Hello
My name is Othman Shehadeh. I'm a visual artist from Palestine, and I built LIBERTY because I couldn't find a brand that did what I needed it to do: hold a position clearly, wear it with dignity, and back it with something material.
Why clothing?
Because clothing is public. It moves through the world with you. A garment that carries the colors and symbols of a silenced people doesn't sit on a shelf — it walks into rooms, starts conversations, refuses to let the world look away.
How LIBERTY works.
Each collection — I call them drops — focuses on one nation or minority community. The design draws directly from their cultural visual identity: flag colors, traditional patterns, historic symbols.

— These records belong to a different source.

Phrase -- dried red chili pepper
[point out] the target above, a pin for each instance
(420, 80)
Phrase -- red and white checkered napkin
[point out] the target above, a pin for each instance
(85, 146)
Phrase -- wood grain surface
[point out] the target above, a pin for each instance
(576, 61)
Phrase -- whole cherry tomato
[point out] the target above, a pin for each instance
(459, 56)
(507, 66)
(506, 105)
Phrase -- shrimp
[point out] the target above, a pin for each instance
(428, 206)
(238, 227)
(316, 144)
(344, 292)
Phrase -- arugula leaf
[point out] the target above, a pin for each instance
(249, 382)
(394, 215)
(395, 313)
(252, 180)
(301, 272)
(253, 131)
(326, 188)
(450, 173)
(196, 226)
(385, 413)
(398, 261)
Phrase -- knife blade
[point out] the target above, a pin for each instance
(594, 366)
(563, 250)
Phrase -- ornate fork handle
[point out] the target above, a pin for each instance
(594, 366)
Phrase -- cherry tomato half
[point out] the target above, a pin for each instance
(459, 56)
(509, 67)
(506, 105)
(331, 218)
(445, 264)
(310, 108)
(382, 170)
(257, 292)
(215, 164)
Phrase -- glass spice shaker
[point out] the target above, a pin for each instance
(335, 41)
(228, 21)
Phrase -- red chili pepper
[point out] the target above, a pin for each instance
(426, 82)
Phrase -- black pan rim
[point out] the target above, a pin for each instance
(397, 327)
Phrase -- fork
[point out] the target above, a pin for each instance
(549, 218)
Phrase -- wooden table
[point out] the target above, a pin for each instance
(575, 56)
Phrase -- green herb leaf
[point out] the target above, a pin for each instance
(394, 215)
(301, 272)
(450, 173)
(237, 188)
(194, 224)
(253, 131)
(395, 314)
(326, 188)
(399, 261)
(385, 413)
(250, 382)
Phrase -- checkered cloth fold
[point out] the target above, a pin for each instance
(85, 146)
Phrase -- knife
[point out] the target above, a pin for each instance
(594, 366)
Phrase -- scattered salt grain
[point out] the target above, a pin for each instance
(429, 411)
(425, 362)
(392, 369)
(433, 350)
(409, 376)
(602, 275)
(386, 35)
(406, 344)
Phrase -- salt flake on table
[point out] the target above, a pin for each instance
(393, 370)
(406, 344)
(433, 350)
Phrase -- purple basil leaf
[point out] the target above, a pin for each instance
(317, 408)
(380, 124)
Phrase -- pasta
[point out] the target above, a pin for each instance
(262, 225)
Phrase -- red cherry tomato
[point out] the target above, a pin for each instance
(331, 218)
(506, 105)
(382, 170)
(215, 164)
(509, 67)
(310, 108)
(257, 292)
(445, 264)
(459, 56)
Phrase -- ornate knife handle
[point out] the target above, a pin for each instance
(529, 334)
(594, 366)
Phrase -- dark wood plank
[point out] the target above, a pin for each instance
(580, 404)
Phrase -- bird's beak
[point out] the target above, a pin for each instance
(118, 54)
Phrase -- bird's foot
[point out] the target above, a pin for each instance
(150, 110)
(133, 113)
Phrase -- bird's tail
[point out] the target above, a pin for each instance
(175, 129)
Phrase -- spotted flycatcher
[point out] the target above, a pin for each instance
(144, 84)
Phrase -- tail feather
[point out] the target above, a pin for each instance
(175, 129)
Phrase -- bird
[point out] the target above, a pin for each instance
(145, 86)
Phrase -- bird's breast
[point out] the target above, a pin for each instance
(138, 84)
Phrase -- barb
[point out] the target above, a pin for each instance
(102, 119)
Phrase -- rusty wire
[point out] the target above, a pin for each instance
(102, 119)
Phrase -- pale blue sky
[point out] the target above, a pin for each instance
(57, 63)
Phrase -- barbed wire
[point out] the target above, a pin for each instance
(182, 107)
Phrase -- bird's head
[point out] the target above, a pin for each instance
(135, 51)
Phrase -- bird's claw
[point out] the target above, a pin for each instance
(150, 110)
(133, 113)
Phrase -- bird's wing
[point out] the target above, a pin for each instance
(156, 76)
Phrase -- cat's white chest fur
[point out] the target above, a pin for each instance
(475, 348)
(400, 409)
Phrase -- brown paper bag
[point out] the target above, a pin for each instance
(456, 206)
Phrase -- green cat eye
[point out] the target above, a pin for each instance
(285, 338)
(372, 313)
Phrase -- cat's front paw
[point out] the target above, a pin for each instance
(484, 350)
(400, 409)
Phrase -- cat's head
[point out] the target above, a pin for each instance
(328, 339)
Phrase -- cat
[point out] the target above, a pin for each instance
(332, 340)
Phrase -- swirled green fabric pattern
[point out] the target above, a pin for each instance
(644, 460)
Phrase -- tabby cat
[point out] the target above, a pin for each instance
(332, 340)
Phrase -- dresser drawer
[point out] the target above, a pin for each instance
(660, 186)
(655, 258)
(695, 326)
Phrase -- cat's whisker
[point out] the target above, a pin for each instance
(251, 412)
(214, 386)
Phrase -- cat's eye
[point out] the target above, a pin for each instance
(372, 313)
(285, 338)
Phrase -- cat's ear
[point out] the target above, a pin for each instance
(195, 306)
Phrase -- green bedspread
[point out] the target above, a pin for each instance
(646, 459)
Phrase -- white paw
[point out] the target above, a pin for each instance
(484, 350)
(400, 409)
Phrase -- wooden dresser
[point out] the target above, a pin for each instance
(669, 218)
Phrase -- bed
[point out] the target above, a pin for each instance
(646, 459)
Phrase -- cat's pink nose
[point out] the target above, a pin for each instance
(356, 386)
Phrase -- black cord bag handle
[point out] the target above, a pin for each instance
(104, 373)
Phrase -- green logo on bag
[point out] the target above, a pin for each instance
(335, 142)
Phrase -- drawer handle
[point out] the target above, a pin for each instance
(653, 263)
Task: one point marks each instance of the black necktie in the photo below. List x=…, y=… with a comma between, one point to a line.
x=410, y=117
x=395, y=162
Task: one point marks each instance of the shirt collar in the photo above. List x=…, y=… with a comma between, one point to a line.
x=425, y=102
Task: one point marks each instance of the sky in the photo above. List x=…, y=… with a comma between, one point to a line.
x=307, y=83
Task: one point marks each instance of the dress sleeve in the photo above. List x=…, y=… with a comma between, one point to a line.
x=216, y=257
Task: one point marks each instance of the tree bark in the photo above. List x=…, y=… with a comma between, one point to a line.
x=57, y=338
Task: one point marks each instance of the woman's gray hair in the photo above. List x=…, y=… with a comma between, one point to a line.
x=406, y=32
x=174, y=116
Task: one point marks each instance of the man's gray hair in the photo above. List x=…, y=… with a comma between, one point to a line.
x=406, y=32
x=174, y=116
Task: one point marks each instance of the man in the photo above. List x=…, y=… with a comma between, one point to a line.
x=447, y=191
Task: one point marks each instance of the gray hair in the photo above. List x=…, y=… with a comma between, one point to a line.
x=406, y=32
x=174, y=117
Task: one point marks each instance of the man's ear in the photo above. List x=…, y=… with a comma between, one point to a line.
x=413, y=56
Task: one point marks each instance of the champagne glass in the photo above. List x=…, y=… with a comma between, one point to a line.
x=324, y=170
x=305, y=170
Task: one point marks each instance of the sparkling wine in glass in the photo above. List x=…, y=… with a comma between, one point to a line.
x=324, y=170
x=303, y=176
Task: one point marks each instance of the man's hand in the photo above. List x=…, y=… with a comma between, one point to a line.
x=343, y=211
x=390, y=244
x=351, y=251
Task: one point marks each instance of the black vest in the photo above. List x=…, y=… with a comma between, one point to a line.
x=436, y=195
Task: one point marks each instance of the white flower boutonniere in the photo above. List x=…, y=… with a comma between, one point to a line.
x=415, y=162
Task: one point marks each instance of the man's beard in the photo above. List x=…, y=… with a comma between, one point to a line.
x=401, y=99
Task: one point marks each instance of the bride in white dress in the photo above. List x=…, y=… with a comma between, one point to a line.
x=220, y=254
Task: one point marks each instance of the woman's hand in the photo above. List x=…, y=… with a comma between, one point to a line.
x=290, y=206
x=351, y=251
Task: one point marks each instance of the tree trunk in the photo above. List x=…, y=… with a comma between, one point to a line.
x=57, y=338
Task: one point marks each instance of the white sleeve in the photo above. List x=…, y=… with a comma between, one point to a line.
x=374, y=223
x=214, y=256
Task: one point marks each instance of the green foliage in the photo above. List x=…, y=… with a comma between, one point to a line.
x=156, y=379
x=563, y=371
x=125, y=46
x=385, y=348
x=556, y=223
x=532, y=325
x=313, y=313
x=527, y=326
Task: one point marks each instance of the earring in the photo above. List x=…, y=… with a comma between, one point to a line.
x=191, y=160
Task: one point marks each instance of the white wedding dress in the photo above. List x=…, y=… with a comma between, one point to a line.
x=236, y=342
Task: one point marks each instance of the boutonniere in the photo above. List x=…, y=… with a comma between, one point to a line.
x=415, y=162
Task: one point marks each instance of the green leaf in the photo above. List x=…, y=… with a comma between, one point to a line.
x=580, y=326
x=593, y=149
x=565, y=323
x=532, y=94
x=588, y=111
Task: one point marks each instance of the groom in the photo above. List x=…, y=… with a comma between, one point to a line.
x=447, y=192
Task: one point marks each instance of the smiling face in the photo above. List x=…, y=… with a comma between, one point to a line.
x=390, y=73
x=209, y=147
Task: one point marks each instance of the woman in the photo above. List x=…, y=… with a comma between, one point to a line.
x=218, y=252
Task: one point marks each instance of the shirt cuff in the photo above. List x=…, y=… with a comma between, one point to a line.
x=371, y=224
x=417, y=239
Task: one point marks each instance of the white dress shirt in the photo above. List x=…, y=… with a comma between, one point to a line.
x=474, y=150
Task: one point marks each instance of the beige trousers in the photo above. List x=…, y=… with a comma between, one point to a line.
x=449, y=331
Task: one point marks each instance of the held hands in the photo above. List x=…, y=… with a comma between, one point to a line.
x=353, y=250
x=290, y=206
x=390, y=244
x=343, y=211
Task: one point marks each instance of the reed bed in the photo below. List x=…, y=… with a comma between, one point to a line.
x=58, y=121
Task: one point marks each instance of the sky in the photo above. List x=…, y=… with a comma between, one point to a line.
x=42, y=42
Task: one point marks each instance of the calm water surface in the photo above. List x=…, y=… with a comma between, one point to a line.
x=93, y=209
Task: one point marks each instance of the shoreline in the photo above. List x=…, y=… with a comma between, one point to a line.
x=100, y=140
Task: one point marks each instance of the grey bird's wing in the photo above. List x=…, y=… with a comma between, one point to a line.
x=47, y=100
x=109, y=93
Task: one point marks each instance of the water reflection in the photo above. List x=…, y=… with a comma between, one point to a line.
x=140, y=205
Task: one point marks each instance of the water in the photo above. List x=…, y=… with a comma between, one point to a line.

When the drop cycle ends, I move to the next nation. The archive stays live. Every community I've stood with remains visible.
The book.
Alongside the clothing, I wrote and illustrated Sarajevo-Hebron Protocols — a darkly comic manual for life under siege. From Sarajevo to Hebron, it traces the bureaucratic absurdity of occupation: where collecting water is tactical, empathy is conditional, and peace is paperwork. It exists in the same spirit as the brand: witness, not pity. Check it out here.
A note on commerce.
LIBERTY is a personal project, not a corporation. I'm not here to build a fashion brand. I'm here because design is the tool I have, and I intend to use it. Every piece you buy is a small act of solidarity that carries financial consequence for real people in the places we champion.
Thank you for being here. Wear it with intention.